What is the most important part of a meditation practice? Most would say it is being present to your breath, focusing on a mantra, opening your heart to God, feeling connected to the Oneness that binds all of us together in the web of life.

But after years of dancing in, out and around having a consistent practice, I believe that the most important part is sitting down. First there is getting yourself to stop whatever you are doing and actually get your tush on the cushion. That part is huge, and one of the biggest obstacles most of us face.

And then there is the posture itself — relaxed yet upright, spine straight yet fluid, base firm and solid, hands resting lightly on the knees or thighs, eyes closed or half-closed with an unfocused gaze, shoulders down, face soft and jaw unclenched. It is a regal posture; you are saying with your body “Here I am, present and attentive to whatever shows up, whatever thoughts or sensations or emotions flash through my being.” It also says “Here I am, taking my place in the lineage of people who seek to know themselves and how their minds work, so we can relate to ourselves and others with more compassion, wisdom and grace.”

Assuming the position on a fairly regular basis allows your muscles, bones and nervous system to acclimate to what that posture means. It allows cellular memory to build, so that even in your most unruly, agitated meditations, bringing awareness to your body brings you back to the task at hand. If the mind is indeed a monkey, swinging from branches and grabbing at bananas, then lightly touching into the sensation of our body in the meditative posture can slow the movement down and offer it an anchor.

So if you want to meditate but think you can’t, or are having trouble staying with the practice because your mind just WON’T…STOP…WHIRRING, forget about trying to meditate.
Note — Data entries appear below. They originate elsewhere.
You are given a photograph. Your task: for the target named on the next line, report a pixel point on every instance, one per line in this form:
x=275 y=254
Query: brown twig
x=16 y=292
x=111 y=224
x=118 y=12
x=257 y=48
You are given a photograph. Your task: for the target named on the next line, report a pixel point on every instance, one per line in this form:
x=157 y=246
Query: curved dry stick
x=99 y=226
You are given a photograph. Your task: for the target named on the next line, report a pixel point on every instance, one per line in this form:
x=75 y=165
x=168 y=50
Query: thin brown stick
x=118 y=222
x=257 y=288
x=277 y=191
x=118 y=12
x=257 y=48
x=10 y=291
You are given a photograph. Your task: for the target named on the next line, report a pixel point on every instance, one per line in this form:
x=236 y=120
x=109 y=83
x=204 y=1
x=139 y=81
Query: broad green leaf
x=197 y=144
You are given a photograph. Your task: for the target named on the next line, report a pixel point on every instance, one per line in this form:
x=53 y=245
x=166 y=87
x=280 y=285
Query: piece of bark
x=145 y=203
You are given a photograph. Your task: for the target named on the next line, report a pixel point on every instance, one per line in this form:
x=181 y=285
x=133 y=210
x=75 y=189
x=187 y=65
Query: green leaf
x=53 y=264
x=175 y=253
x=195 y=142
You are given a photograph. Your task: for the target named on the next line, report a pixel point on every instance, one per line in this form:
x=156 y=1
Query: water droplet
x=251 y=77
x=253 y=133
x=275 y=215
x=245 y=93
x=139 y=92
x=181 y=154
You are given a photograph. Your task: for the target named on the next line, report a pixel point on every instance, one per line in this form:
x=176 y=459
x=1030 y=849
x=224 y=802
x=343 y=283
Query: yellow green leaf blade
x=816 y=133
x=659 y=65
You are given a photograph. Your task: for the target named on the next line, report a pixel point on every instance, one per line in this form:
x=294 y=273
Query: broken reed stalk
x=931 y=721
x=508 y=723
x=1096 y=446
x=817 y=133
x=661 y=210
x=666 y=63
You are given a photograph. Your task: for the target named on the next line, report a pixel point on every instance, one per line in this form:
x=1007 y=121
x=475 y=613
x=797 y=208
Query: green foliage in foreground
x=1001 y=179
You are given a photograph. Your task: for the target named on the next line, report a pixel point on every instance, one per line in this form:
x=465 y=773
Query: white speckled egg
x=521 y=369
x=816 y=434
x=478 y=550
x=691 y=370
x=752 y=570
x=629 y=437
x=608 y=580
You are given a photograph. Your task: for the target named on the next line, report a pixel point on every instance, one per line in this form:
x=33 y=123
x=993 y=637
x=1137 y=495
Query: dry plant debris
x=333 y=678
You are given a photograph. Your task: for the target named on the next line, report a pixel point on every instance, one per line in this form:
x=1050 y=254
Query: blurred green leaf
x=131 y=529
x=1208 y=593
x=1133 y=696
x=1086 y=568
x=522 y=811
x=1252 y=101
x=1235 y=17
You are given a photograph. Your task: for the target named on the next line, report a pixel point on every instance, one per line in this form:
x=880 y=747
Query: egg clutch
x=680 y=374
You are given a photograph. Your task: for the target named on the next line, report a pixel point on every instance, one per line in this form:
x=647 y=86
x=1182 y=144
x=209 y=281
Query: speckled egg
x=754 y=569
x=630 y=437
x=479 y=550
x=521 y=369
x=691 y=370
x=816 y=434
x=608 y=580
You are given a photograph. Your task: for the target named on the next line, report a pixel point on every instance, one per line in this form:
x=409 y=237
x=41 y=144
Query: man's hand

Instead, make an appointment with yourself to sit for a few minutes every day; relaxed yet upright, spine straight yet fluid, base firm and solid, hands resting lightly on the knees or thighs, eyes closed or half-closed with an unfocused gaze, shoulders down, face soft and jaw unclenched. Take a regal posture.

Feel yourself suspended in space, either on your cushion or on a chair, embodying the solid, compassionate posture of a meditator.  Pay attention to your breath as it moves in and out of your lungs, and let your awareness connect gently with the feel of your tush and legs as they contact the seat, or your hands as they rest on your thighs. Your body holds much wisdom and a huge capacity for sense memory. Train it to carry you to where you think you cannot go.